UPD 11/21/2017: bug fixed in JDK, see comment from Vicente Romero
Summary:
If the for statement, if it is used for any Iterable implementation, the collection will remain in the memory heap until the end of the current area (method, operator body) and will not be garbage collected even if you have other references to the collection and the application should allocate new memory .
http://bugs.java.com/bugdatabase/view_bug.do?bug_id=JDK-8175883
https://bugs.openjdk.java.net/browse/JDK-8175883
Example:
If I have the following code that selects a list of large lines with random content:
import java.util.ArrayList; public class IteratorAndGc { // number of strings and the size of every string static final int N = 7500; public static void main(String[] args) { System.gc(); gcInMethod(); System.gc(); showMemoryUsage("GC after the method body"); ArrayList<String> strings2 = generateLargeStringsArray(N); showMemoryUsage("Third allocation outside the method is always successful"); } // main testable method public static void gcInMethod() { showMemoryUsage("Before first memory allocating"); ArrayList<String> strings = generateLargeStringsArray(N); showMemoryUsage("After first memory allocation"); // this is only one difference - after the iterator created, memory won't be collected till end of this function for (String string : strings); showMemoryUsage("After iteration"); strings = null; // discard the reference to the array // one says this doesn't guarantee garbage collection, // Oracle says "the Java Virtual Machine has made a best effort to reclaim space from all discarded objects". // but no matter - the program behavior remains the same with or without this line. You may skip it and test. System.gc(); showMemoryUsage("After force GC in the method body"); try { System.out.println("Try to allocate memory in the method body again:"); ArrayList<String> strings2 = generateLargeStringsArray(N); showMemoryUsage("After secondary memory allocation"); } catch (OutOfMemoryError e) { showMemoryUsage("!!!! Out of memory error !!!!"); System.out.println(); } } // function to allocate and return a reference to a lot of memory private static ArrayList<String> generateLargeStringsArray(int N) { ArrayList<String> strings = new ArrayList<>(N); for (int i = 0; i < N; i++) { StringBuilder sb = new StringBuilder(N); for (int j = 0; j < N; j++) { sb.append((char)Math.round(Math.random() * 0xFFFF)); } strings.add(sb.toString()); } return strings; } // helper method to display current memory status public static void showMemoryUsage(String action) { long free = Runtime.getRuntime().freeMemory(); long total = Runtime.getRuntime().totalMemory(); long max = Runtime.getRuntime().maxMemory(); long used = total - free; System.out.printf("\t%40s: %10dk of max %10dk%n", action, used / 1024, max / 1024); } }
compile and run it with limited memory , for example: (180mb):
javac IteratorAndGc.java && java -Xms180m -Xmx180m IteratorAndGc
and at runtime I:
Before the first memory allocation: 1251k max. 176640k
After the first memory allocation: 131426k max. 176640k
After iteration: 131426k max. 176640k
After the GC force in the method enclosure: 110682k max. 176640k (almost nothing assembled)

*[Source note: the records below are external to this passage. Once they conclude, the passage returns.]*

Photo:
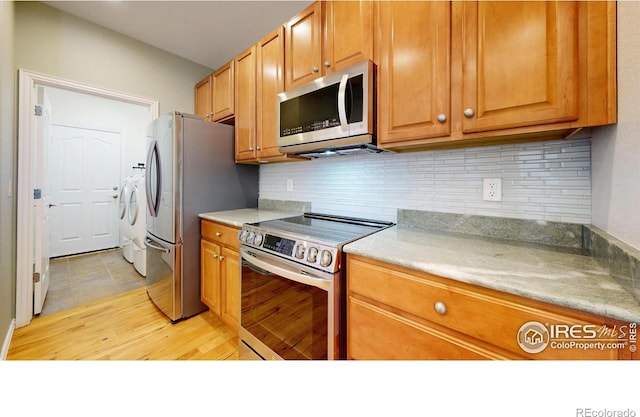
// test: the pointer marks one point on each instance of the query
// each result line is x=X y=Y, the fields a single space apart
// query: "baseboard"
x=7 y=340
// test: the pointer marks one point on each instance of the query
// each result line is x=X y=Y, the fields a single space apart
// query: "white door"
x=41 y=202
x=84 y=166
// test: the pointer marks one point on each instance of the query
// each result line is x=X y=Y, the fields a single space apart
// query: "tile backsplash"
x=540 y=181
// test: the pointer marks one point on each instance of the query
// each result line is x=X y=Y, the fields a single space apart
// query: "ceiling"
x=209 y=33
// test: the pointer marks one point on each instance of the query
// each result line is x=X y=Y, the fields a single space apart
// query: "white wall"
x=55 y=43
x=616 y=149
x=81 y=110
x=541 y=181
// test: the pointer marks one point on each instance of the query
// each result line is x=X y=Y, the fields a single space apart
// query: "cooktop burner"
x=331 y=230
x=311 y=239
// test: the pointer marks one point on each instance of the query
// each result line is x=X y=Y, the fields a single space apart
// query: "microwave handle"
x=342 y=106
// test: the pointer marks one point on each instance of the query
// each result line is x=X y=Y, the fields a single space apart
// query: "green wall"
x=7 y=171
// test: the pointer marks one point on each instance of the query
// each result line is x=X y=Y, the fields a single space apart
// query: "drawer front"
x=484 y=314
x=374 y=333
x=221 y=233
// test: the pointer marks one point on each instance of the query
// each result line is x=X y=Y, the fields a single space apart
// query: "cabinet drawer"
x=483 y=314
x=374 y=333
x=217 y=232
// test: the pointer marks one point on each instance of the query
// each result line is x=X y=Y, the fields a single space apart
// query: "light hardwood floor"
x=127 y=326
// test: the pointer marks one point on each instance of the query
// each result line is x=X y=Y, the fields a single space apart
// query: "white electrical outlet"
x=492 y=189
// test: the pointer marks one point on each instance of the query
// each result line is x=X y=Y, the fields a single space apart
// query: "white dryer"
x=137 y=216
x=126 y=242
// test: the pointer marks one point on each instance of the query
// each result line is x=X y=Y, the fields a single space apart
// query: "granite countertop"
x=240 y=216
x=560 y=276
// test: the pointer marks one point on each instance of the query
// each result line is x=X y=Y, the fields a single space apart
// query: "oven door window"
x=288 y=317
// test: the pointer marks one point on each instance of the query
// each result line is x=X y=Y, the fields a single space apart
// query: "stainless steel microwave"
x=331 y=115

Try allocating memory in the method body again:
!!!! Out of memory error !!!!: 168948k of max 176640k
GC after body method: 459k max. 176640k (garbage collection!)

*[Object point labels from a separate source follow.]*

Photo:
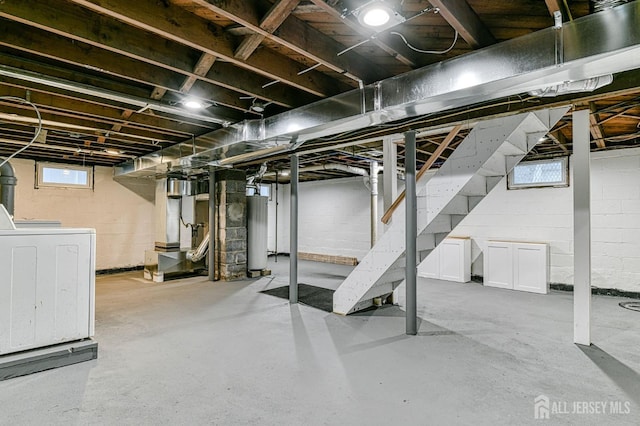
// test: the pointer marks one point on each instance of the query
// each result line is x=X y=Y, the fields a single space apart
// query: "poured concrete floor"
x=195 y=352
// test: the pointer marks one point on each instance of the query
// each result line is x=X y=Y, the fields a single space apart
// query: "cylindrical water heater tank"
x=257 y=232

The third allocation outside the method is always successful: 117740k max. 163840k
So, inside gcInMethod (), I tried to select the list, iterate over it, drop the link to the list, (optionally) forcibly collect garbage and add a similar list again. But I can not allocate a second array due to lack of memory.

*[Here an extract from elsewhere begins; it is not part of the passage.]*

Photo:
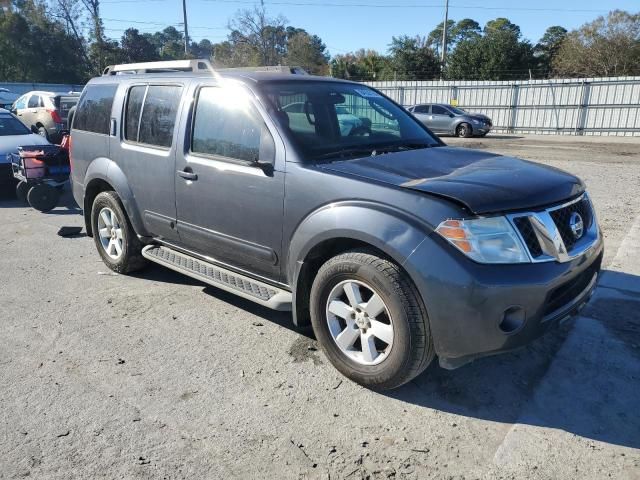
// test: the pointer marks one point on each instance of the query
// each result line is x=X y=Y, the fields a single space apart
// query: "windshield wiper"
x=346 y=152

At the same time, outside the function body, I can successfully forcibly collect garbage collection (optional) and redistribute the same array size again!
To avoid this OutOfMemoryError inside the function body, it is enough to delete / comment only one line:
for (String string : strings); <- this is evil !!!
and then the output is as follows:
Before the first memory allocation: 1251k max. 176640k
After the first memory allocation: 131409k max. 176640k
After iteration: 131409k max. 176640k
After GC strength in the method enclosure: 497k max. 176640k (garbage collection!)
Try allocating memory in the method body again:
After allocating secondary memory: 115541k max. 163840k
GC after the method body: 493k max. 163840k (garbage collection!)
The third allocation outside the method is always successful: 121300k max. 163840k
Thus, without repeating the iteration of garbage that was successfully collected after dropping the link to the lines, and allocated a second time (inside the function body) and allocated a third time (outside the method).
My suggestion:
to build the syntax is compiled into
Iterator iter = strings.iterator(); while(iter.hasNext()){ iter.next() }
(and I checked this decompilation javap -c IteratorAndGc.class )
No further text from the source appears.